The archivist's blog

Loose notes on dream maintenance. This was a "weblog" before the word wore out: dates, paragraphs, and the feeling of reading the notebook of someone who didn't know you'd come.

12.06.2026 — five dead malls later

Today was a photographic expedition, archivist edition: three hours on Wikimedia Commons searching "empty mall interior". The quarry is incredible — amateur photos uploaded by ordinary people, free-licensed and with zero pretension, which is exactly the texture the genre needs.

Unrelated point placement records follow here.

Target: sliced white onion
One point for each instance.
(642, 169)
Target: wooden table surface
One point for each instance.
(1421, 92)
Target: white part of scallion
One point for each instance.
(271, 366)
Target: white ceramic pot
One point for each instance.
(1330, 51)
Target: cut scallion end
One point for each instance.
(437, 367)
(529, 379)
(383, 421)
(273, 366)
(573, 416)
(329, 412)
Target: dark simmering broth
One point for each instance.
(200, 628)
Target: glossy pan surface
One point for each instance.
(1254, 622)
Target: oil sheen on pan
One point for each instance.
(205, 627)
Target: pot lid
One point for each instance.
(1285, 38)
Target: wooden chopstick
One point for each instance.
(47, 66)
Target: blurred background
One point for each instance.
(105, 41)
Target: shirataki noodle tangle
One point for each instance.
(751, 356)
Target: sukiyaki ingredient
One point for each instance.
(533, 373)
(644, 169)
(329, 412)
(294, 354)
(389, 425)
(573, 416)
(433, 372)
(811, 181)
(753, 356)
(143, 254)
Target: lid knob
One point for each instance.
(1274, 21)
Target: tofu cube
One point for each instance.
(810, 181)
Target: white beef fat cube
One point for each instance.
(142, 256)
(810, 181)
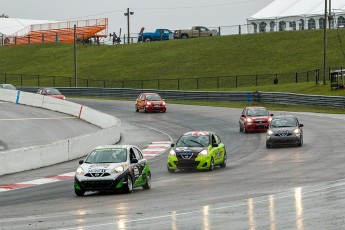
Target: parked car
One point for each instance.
(284, 130)
(112, 168)
(150, 102)
(197, 150)
(7, 86)
(254, 119)
(52, 92)
(158, 35)
(195, 32)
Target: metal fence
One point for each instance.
(196, 83)
(265, 97)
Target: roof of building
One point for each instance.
(9, 26)
(291, 8)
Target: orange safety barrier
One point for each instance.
(60, 32)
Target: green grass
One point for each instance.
(141, 65)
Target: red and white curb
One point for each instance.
(154, 149)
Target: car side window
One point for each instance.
(137, 153)
(131, 154)
(217, 139)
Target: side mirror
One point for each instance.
(214, 145)
(134, 161)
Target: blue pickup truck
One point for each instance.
(158, 35)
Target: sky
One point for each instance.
(151, 14)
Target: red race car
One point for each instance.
(52, 92)
(150, 102)
(255, 119)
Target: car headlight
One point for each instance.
(172, 152)
(270, 132)
(203, 152)
(118, 169)
(79, 171)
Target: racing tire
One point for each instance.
(129, 185)
(147, 185)
(268, 145)
(170, 170)
(223, 164)
(211, 165)
(79, 192)
(300, 142)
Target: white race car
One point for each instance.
(111, 168)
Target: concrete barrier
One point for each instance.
(34, 157)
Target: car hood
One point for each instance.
(189, 149)
(99, 166)
(264, 118)
(282, 130)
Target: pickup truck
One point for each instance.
(196, 31)
(158, 35)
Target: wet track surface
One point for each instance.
(280, 188)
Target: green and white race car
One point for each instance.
(197, 150)
(111, 168)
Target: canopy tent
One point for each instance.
(283, 15)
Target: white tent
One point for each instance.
(283, 15)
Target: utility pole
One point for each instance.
(75, 56)
(324, 44)
(127, 14)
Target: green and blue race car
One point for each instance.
(197, 150)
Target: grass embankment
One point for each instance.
(264, 53)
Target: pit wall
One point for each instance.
(34, 157)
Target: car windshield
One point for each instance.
(7, 86)
(257, 112)
(53, 91)
(193, 141)
(107, 156)
(153, 97)
(283, 122)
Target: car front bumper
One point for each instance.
(198, 163)
(283, 141)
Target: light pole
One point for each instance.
(127, 14)
(75, 56)
(324, 44)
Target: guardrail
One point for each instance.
(182, 83)
(60, 151)
(258, 96)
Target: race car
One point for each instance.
(150, 102)
(254, 119)
(111, 168)
(197, 150)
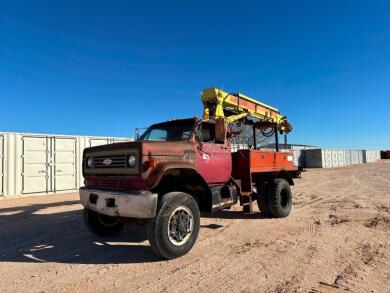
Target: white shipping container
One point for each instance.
(1, 164)
(43, 163)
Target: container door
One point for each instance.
(35, 164)
(97, 141)
(1, 165)
(64, 158)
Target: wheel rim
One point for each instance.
(284, 199)
(108, 221)
(180, 226)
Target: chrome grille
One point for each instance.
(117, 161)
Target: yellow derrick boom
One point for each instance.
(233, 107)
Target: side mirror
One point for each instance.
(220, 129)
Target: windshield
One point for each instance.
(170, 131)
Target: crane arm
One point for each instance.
(233, 107)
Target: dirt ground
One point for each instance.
(336, 239)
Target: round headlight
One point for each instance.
(131, 160)
(90, 163)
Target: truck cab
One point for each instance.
(174, 171)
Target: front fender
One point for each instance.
(162, 168)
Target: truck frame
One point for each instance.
(182, 167)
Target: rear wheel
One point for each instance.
(279, 198)
(174, 230)
(262, 199)
(100, 224)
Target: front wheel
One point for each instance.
(100, 224)
(174, 230)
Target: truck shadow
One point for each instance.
(55, 232)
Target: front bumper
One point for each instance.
(120, 204)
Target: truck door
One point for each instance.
(213, 159)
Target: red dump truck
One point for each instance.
(180, 168)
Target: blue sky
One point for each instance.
(106, 67)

Five made it into the gallery: the Lorain high-school hallway (Ohio, a 2006 digital camera, a gem), the night platform at Vuosaari (Helsinki), two dying American malls — including the legendary Randall Park Mall, which was the biggest in the world and died slowly — and at last, AT LAST, the night mall that was missing: a Finnish one with half-lowered shutters and a white christmas tree planted in the middle of the walkway, alone, in a photo clearly taken outside December. I saw it and knew the search was over.

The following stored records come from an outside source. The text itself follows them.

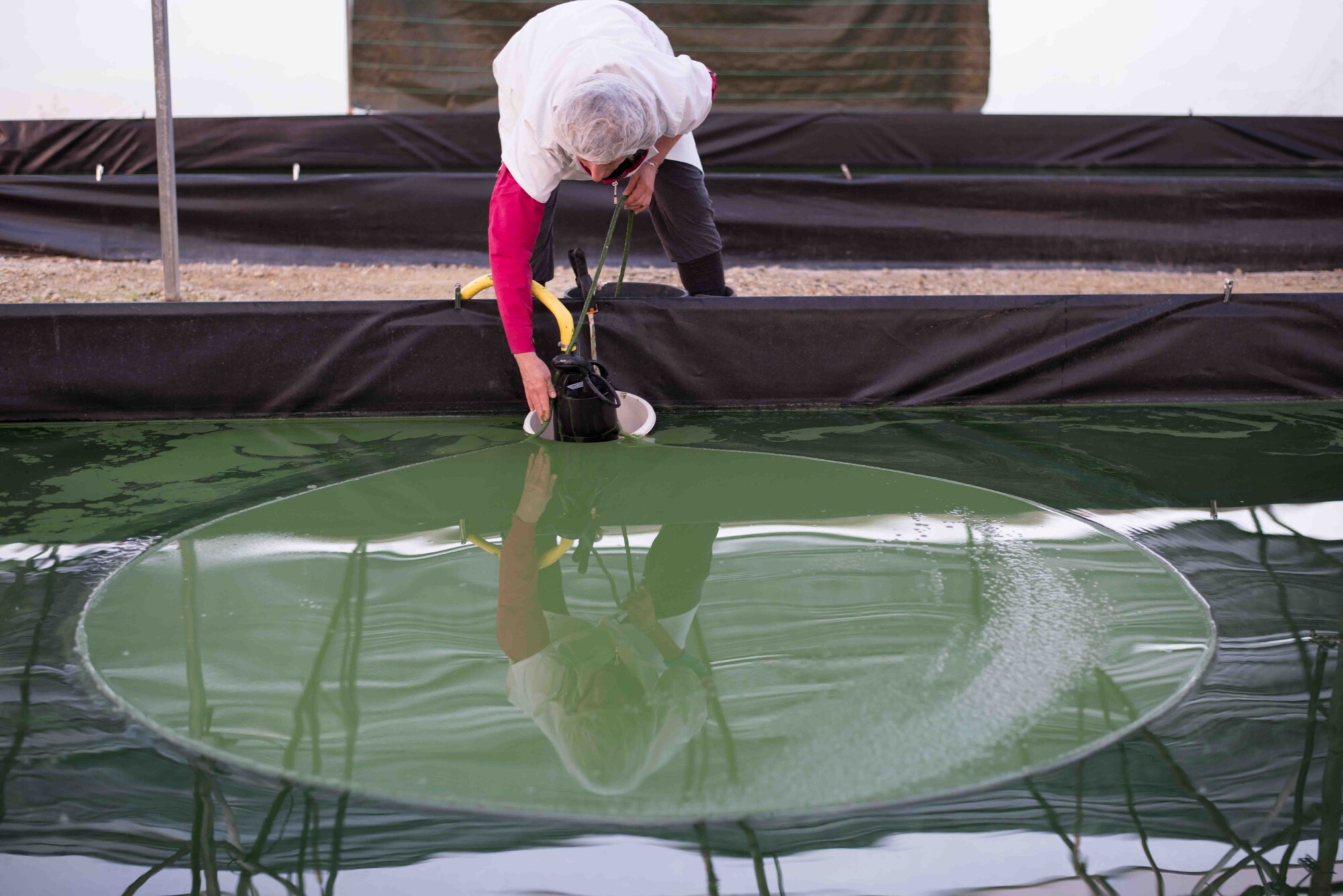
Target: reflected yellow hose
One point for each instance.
(547, 558)
(539, 293)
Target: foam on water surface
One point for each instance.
(853, 635)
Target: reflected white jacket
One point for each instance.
(567, 43)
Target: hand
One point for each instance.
(639, 192)
(538, 487)
(537, 383)
(639, 607)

Empty atrium of the Randall Park Mall, fountain switched off
randall park mall, ohio. it was the biggest mall in the world. the fountain is still there.

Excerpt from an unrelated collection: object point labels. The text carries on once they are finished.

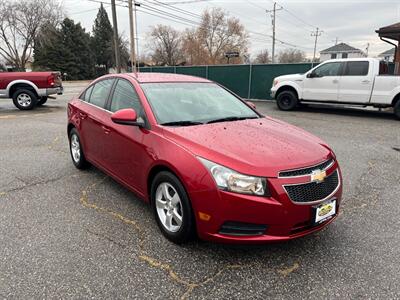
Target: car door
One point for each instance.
(92, 116)
(322, 84)
(124, 149)
(356, 83)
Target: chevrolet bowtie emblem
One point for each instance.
(318, 176)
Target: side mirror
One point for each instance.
(251, 104)
(126, 116)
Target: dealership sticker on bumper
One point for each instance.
(325, 211)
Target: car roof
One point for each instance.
(165, 77)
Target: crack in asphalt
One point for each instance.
(362, 183)
(50, 180)
(286, 271)
(143, 255)
(100, 235)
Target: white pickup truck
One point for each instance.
(361, 81)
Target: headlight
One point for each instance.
(229, 180)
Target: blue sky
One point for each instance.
(352, 22)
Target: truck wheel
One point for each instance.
(397, 109)
(287, 100)
(24, 99)
(42, 101)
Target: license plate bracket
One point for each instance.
(324, 211)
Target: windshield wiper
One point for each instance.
(182, 123)
(233, 118)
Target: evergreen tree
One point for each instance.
(65, 49)
(102, 41)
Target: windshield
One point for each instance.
(187, 103)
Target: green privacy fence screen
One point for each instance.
(248, 81)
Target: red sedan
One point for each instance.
(207, 161)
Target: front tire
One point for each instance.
(172, 208)
(24, 99)
(42, 101)
(397, 109)
(75, 147)
(287, 100)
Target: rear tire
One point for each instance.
(287, 100)
(42, 101)
(172, 208)
(397, 109)
(24, 99)
(75, 147)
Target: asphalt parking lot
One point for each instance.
(71, 234)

Curiosity of the day: American "dead malls" have a wiki, documentarians and pilgrims. There are people who travel to photograph dying malls the way others visit cathedrals. I understand them perfectly.

12.06.2026 — rebuilding a dream

The archive has been rebuilt entirely from scratch. Again. The previous version got to twenty-seven rooms and one day it simply had to be torn down and dreamed again — anyone who's redone a website knows it's sometimes faster than remodelling it, and anyone who's had a recurring dream knows the places come back on their own if they mattered.

They came back: the twenty main rooms first, and today the seven that were missing — the music room, The Channel, resources, the icons, the board, the dream diary and this blog. The photos survived the demolition, which was the only thing that mattered: walls can be rebuilt, the collection can't.

11.06.2026 — why archive (a nighttime defence)

Last night at dinner I had to explain, again, why I spend hours on a website about "photos of empty hallways". The short answer I left in about the archive. The long one is this: the internet forgets faster than any medium that has ever existed, and what it forgets first is precisely the small stuff — personal websites, authorless photos, aesthetics that don't make money. Archiving the small stuff is an act of stubbornness against that. Besides, empty hallways are objectively beautiful and I refuse to keep debating it during dinner hours.